Rosenthal et coll. JCO avril 2016 Association of Human Papillomavirus and p16 Status WithOutcomes in the IMCL-9815 Phase III Registration Trial for Patients With Locoregionally Advanced Oropharyngeal Squamous Cell Carcinoma of the Head and Neck Treated With Radiotherapy With or Without Cetuximab
Les auteurs ont analysé la valeur pronostique du statut HPV chez les patients de l’étude de Bonner et coll., une étude randomisée de phase 3 comparant une radiothérapie seule à une association radiothérapie cetuximab. L’importance du statut HPV était inconnu à l’époque de l’étude et les patients n’étaient pas randomisés selon celui-ci.
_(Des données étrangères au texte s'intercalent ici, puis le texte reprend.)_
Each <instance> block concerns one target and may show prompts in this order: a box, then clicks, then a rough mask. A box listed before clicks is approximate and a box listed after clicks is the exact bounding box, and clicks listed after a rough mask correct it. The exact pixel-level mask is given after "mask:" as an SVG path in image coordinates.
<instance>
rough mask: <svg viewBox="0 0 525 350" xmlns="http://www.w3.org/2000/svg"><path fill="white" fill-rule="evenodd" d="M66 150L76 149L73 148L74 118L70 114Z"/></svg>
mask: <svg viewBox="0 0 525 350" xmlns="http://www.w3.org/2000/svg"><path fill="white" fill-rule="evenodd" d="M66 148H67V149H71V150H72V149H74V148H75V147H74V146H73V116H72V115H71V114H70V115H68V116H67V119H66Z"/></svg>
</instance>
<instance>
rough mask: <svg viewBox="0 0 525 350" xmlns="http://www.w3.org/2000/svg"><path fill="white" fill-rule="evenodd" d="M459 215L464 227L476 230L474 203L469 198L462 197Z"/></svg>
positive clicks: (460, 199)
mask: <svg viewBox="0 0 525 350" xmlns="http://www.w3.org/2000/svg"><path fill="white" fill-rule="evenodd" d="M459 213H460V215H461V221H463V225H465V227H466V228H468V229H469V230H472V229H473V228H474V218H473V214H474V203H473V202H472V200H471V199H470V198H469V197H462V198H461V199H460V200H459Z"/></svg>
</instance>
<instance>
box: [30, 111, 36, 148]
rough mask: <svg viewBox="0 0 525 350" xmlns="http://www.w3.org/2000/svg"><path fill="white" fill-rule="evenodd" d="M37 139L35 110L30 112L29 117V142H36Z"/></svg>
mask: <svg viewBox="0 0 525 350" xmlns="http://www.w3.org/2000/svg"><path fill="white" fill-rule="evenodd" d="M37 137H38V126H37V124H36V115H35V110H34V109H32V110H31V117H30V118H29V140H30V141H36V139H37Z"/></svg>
Rosenthal et coll., ont réalisé une étude exploratoire de la valeur pronostique de p16 dans cette étude. Le statut HPV a été évalué sur 182 tumeurs. Quarante et un pourcent des patients étaient p16+ et bénéficiaient d’une meilleure survie (HR 0.4, IC 95 % de 0.21 à 0.74). L’ajout de cetuximab à l’irradiation augmentait la survie globale à 3 ans chez les patients p16 + (SG à 3 ans bras RT + cetuximab = 87.8% contre 72.3% dans le bras RT seule, HR : 0.38, IC 95 % : 0.15 à 0.94). De même pour le contrôle locorégional à 3 ans (HR : 0.78, IC 95 = 0.15 à 0.94). Pour les patients p16- les survies globales et sans récidive locorégionales étaient également en faveur du cetuximab (résultats non significatifs : respectivement HR : 0.38, IC 95 % = 0.59 à 1.48 et HR : 0.78, IC 95 % 0.49 et 1.25). Les tests d’interactions pour la survie globale, le contrôle locorégional et la survie sans progression ne montraient pas de lien entre le statut p16 et l’effet du traitement (respectivement p=0.085, p=0.087, p = 0.253).